Often, broadcasters will implement RDS for the sole purpose of displaying song title and artist. However, it's quickly realized that once they've captured the listener's attention visually, showing only basic song data for the duration of every song is throwing away a huge opportunity for marketing the station and better serving listeners and advertisers.
It doesn't take long before most broadcasters wonder what else they can do with RDS or HD Radio data. Weather, traffic, stocks, sports scores, advertiser phone numbers, these are all excellent ideas. But how do you manage all that data? Most importantly, how do you do it in a way that best serves the listener and without it feeling spammy.
Luckily, there are software solutions to help you manage the data. Let's look at some of the concepts behind these solutions and some proven techniques for making the best use of the resulting data displays.
Alternating messages through interleaving
Displaying song artist and title data is good, but for the entire duration of every song, this seems like overkill. This is where the concept of interleaving comes in.
Figure 1. Data interleaving example for a 3-minute song. Click to enlarge.
Interleaving is the process of rotating two or more messages at a time.

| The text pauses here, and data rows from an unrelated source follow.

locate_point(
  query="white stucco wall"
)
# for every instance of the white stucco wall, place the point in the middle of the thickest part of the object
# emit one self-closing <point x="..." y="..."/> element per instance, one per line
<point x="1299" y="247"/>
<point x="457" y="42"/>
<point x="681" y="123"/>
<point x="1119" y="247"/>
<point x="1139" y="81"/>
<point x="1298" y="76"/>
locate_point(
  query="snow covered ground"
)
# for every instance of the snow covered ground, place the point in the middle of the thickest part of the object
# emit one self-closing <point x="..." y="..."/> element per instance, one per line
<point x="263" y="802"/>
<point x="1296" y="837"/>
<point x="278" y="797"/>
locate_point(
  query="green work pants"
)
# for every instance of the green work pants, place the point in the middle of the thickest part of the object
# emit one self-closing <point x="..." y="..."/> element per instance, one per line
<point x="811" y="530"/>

Interleaving allows a station to display program associated data (PAD) such as title and artist, and to display non-PAD data such as programming notes, promotional information, weather and traffic updates, advertiser information and more. Interleaving can do more for a station than any other single data upgrade, and because it's all managed by software, it can be easy to do. Figure 1 shows how interleaving is applied as a song is played.
Keep in mind that any data strategy beyond scrolling title and artist will require the kind of management tools found only in good datacasting software, software that can synchronize what's being aired with what's being displayed. Also, most good datacasting systems will allow some form of date- and time-sensitive message scheduling. More advanced systems work in much the same way that music scheduling software works and even allow categorizing of messages. This opens up the ability to do such things as schedule more traffic information in the morning, more weather data in the afternoon and more sports scores in the evening.
Linking data to audio events
Event linking is another practice that can open up datacasting possibilities for a station. When datacasting software receives event data from the automation system, this data is generally limited; it's static and usually specific to that cut. Event linking allows that data to become more dynamic by linking alternate or additional text to a specific cut from the automation system. For example, when a Taylor Swift song plays, the data display could read "Taylor Swift in concert this Thursday, tickets still available." Linking messages to specific cuts allows a station to have more control over what information is displayed for each cut and to frequently update that information with enhanced data.